Сейчас наступило обострение из-за того, что, он перетрудил ноги, когда размещал картины. До этого Леопольд Михайлович проводил все дни в Прибежище, так как с картинами оказалось много работы. Но потом повел себя совершенно глупо. Ему, как я понимаю, не хотелось доставлять мне беспокойства, и он уехал к себе домой, когда ему стало особенно худо. Вызвал такси и в мое отсутствие уехал. Я стала ему звонить, он обманывал, говорил, что чувствует себя превосходно, просил не ездить к нему. Я, как дурочка, подумала, что он на меня обижен за что-то и решила сама на него обидеться. Вдруг приезжает Арон и рассказывает, что застал Леопольда Михайловича в беспомощном состоянии, голодного. Представляешь? Он не мог даже в булочную выйти за хлебом. В общем, сразу же привезли его сюда. Я взяла с него слово, что он останется жить в Прибежище. По-моему, в этой его квартире вообще ему жить невозможно, такие там сволочи соседи. Какие-то бабки востроносенькие и неприглядные мужики. Мы с Ароном в прошлое воскресенье отправились, чтобы взять Леопольду Михайловичу кое-какие вещи — белье и т. д. Так нам одна соседка целый допрос устроила — куда, да зачем, да где он теперь, да кто мы ему. Я сказала, что я его племянница, что он сейчас живет у меня. В общем, отшила, как могла, и она отстала. Тут я вышла в сберкассу, чтобы заплатить за квартиру (Л. М. меня попросил), и что же? — соседка эта велела Арону втащить в комнату столик с кухни. Представляешь? Все равно, мол, хозяин не пользуется. Все-таки твой Арон явление! Хоть смейся, хоть плачь, честное слово! Он уж сокрушался, переживал, так себя казнил, что сама я пожалела, что отругала его. Хотел тащить столик обратно, но я не дала. Был бы такой скандал, что потом не расхлебать. Все-таки, коммунальные квартиры это какой-то кошмар, я не представляю себе, как люди могут жить в них десятки лет, всю жизнь.

Зашел однажды вечером твой приятель Виктор. Тебя разыскивал. Я ему открыла, и он с порога хотел уйти, когда я сказала, что тебя нет в Москве. Я догадалась, что ты ему нужен неспроста. Как я знаю, вы редко встречаетесь, правда же? Спросила его: «Может быть, у вас неприятности какие-нибудь? Вас из-за картин не беспокоили больше?» Он не знал, как лучше мне ответить, и я поняла, что так оно и есть. Я стала его звать зайти в дом, но он ни за что не захотел зайти. Спросил только про Вареньку, все ли у нее в порядке и в Нахабино ли она живет.

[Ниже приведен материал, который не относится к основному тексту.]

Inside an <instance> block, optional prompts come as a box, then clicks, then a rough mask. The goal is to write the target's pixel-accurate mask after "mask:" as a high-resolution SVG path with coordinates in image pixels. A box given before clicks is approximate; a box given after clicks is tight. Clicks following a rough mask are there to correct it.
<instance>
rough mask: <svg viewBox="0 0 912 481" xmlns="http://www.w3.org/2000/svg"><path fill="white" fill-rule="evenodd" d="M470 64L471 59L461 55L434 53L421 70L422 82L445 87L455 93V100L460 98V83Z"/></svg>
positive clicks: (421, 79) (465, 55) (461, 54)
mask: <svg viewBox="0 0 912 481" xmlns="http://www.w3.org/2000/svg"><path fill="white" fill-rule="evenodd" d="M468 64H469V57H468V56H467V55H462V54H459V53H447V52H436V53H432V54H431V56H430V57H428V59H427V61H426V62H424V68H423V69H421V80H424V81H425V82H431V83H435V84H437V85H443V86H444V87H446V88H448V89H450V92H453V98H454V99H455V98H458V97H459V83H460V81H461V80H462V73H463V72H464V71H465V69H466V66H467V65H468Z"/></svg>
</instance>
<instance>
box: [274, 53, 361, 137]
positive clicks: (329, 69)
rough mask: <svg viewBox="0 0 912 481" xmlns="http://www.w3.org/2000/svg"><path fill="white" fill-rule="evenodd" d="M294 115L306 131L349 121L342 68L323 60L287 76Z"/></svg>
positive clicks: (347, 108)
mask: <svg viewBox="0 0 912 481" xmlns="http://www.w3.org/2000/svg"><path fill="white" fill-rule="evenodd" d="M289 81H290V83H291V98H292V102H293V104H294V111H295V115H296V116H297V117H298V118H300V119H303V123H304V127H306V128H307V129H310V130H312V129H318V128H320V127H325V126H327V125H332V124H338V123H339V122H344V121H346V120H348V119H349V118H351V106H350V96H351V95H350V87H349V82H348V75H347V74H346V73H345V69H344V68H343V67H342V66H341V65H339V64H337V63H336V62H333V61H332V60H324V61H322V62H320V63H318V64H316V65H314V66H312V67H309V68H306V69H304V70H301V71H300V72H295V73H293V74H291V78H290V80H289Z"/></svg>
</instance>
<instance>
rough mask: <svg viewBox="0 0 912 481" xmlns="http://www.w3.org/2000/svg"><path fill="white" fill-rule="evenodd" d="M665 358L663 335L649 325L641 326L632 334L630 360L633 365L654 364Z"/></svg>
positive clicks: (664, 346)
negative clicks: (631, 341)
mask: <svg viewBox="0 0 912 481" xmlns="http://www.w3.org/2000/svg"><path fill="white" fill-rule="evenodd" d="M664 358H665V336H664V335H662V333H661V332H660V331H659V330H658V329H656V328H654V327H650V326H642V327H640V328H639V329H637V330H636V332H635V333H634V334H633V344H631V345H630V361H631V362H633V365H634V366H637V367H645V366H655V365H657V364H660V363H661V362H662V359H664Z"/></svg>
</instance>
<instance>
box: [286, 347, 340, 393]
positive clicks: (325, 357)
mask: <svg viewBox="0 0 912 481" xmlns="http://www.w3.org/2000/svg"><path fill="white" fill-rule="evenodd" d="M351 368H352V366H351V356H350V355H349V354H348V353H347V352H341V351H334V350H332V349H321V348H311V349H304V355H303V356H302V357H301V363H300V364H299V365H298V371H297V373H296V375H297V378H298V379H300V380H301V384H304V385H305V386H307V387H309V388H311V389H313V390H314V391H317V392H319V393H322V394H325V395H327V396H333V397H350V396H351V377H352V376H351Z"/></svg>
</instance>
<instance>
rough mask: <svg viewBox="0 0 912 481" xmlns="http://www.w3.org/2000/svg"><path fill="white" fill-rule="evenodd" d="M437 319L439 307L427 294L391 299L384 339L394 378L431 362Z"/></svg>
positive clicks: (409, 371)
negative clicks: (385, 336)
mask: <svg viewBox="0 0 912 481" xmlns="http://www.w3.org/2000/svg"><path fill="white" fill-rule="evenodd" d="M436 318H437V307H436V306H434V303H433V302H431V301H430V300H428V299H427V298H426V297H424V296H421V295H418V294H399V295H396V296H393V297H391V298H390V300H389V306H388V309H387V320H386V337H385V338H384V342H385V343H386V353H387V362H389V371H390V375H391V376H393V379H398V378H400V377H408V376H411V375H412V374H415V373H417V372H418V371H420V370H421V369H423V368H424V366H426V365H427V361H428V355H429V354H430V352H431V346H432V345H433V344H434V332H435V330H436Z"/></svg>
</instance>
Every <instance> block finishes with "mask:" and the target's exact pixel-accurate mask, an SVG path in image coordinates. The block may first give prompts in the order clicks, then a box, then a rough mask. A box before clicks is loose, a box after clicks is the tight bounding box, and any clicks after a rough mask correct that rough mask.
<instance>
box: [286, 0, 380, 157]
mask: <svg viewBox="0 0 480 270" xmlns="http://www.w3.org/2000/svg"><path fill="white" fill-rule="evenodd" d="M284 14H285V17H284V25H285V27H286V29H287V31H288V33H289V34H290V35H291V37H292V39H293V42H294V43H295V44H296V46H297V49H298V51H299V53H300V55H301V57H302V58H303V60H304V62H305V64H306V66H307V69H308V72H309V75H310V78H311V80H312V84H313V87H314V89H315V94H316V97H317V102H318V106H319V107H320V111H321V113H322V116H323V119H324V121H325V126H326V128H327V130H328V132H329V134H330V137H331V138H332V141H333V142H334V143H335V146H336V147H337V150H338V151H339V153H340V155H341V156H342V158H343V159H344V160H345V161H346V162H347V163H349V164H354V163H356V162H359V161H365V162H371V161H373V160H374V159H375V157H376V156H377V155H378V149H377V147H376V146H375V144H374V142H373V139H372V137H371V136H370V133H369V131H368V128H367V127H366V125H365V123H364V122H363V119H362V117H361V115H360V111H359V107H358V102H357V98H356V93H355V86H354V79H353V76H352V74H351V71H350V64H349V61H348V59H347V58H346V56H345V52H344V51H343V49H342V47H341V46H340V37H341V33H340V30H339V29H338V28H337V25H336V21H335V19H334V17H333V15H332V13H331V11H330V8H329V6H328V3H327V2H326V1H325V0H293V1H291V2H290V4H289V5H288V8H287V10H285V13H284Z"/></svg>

Я сказала, что Варенька живет в Москве, у знакомой. Он обрадовался, повеселел и сказал, что ерунда, что он за Вареньку беспокоился, а вообще-то беспокоиться нечего. Так я толком ничего не добилась. Просил, чтобы ты сразу ему звонил, когда вернешься. Откровенно говоря, я и не очень хотела, чтобы Л. М. узнавал сейчас о неприятных новостях. Арону я рассказала про все. Он тоже считает, что Л. М. лучше ничего не говорить, а надо дождаться тебя. Он нам несколько раз читал стихи. Я не представляла, что в спокойной обстановке он может читать неплохо, только надо привыкнуть к его манере. Он иногда начинает бормотать, как будто забывает, что его слушают. Но так это и есть на самом деле.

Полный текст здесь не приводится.